L’autrice s’est entièrement consacrée à ce nouveau projet. Elle a replongé dans des souvenirs parfois éprouvants. «L’écriture a été un processus lent. J’y allais à mon rythme. Chaque fois que je m’asseyais pour écrire, c’était douloureux. Ça nécessitait beaucoup d’énergie. J’écrivais pendant quelques jours assez intensément. Ensuite, j’arrêtais pendant quelques semaines. Au fur et à mesure que j’abordais le sujet, je me libérais. C’était comme une thérapie», soutient-elle.
C’est à l’âge de 17 ans que Marika Marchand a appris qu’elle était enceinte. La nouvelle est tombée sur elle comme une tonne de briques. L’adolescente était en état de choc. «Au début, l’émotion ne montait pas. Je n’assimilais pas ce qu’il se passait», souffle-t-elle.
À l’époque, elle ne se sentait pas prête à accueillir un enfant dans sa vie. Marika Marchand était en couple avec un garçon qu’elle ne voyait pas dans le rôle paternel. Elle a fait le choix d’interrompre sa grossesse.
Dans le livre, le lecteur découvre toutes les étapes par lesquelles l’adolescente a passé. L’annonce, les remises en question, le poids du regard des autres, la décision, l’intervention : l’autrice s’exprime en toute transparence.

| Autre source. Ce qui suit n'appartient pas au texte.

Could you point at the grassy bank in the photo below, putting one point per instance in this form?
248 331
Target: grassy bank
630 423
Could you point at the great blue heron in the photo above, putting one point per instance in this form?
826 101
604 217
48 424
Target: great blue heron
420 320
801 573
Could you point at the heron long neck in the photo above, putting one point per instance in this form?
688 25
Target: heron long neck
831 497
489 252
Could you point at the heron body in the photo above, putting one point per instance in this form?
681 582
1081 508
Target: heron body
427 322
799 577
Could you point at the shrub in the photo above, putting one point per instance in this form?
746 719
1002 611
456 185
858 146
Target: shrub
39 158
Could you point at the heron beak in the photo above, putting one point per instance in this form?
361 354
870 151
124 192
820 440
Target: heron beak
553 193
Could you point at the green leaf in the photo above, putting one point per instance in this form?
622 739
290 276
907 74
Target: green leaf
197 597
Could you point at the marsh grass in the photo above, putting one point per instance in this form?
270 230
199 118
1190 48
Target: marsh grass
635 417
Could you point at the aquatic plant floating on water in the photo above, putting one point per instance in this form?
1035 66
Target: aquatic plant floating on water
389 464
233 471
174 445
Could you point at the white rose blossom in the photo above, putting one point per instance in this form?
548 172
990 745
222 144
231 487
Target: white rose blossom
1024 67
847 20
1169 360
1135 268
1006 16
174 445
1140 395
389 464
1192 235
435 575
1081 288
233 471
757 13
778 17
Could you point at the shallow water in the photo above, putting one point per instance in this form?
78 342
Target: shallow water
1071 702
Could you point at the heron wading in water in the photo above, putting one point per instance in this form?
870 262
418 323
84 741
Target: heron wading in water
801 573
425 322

Au cœur de ce raz-de-marée, Marika Marchand s’est isolée. Les répercussions du silence ont été dévastatrices chez elle. «J’ai vécu un grand sentiment de honte. Je me suis beaucoup recroquevillée sur moi-même. Je n’ai pas eu la chance de connaître des organismes qui pouvaient me venir en aide», indique-t-elle.
Heureusement, elle a pu compter sur l’appui de sa mère à travers cette épreuve.
Un droit fondamental
Au cours de l’écriture, l’autrice a été secouée d’apprendre que la Cour suprême américaine a révoqué l’arrêt Roe v. Wade, rendant les états libres d’interdire l’avortement. «C’est arrivé le 24 juin 2022. C’est à partir de cette date que j’ai compris à quel point c’est important d’écrire à ce sujet-là. À ce moment-là, j’écrivais le livre pas juste pour moi, mais pour la cause et les femmes en général.» À ses yeux, le droit à l’avortement est fondamental.
La jeune femme croit en la pertinence de son discours. «L’avortement n’est pas un sujet dont on parle assez. Pour certaines personnes, l’intervention peut être banalisée et pour d’autres, ça peut être démonisé.»
En racontant son histoire, Marika Marchand souhaite lancer un message d’espoir. Elle a réussi à s’en sortir. Maintenant, elle tient entre ses mains le volant de sa vie. «Il faut vraiment avoir confiance en soi. Il faut s’assumer dans ses choix. Il faut aller chercher l’aide dont on a besoin», soutient-elle.
La Drummondvilloise a fait le choix de s’associer à trois organismes, tels que La Rose des vents, le CALACS La Passerelle et le Centre de santé des femmes de la Mauricie. Un montant leur est versé pour chaque exemplaire vendu, au choix du lecteur.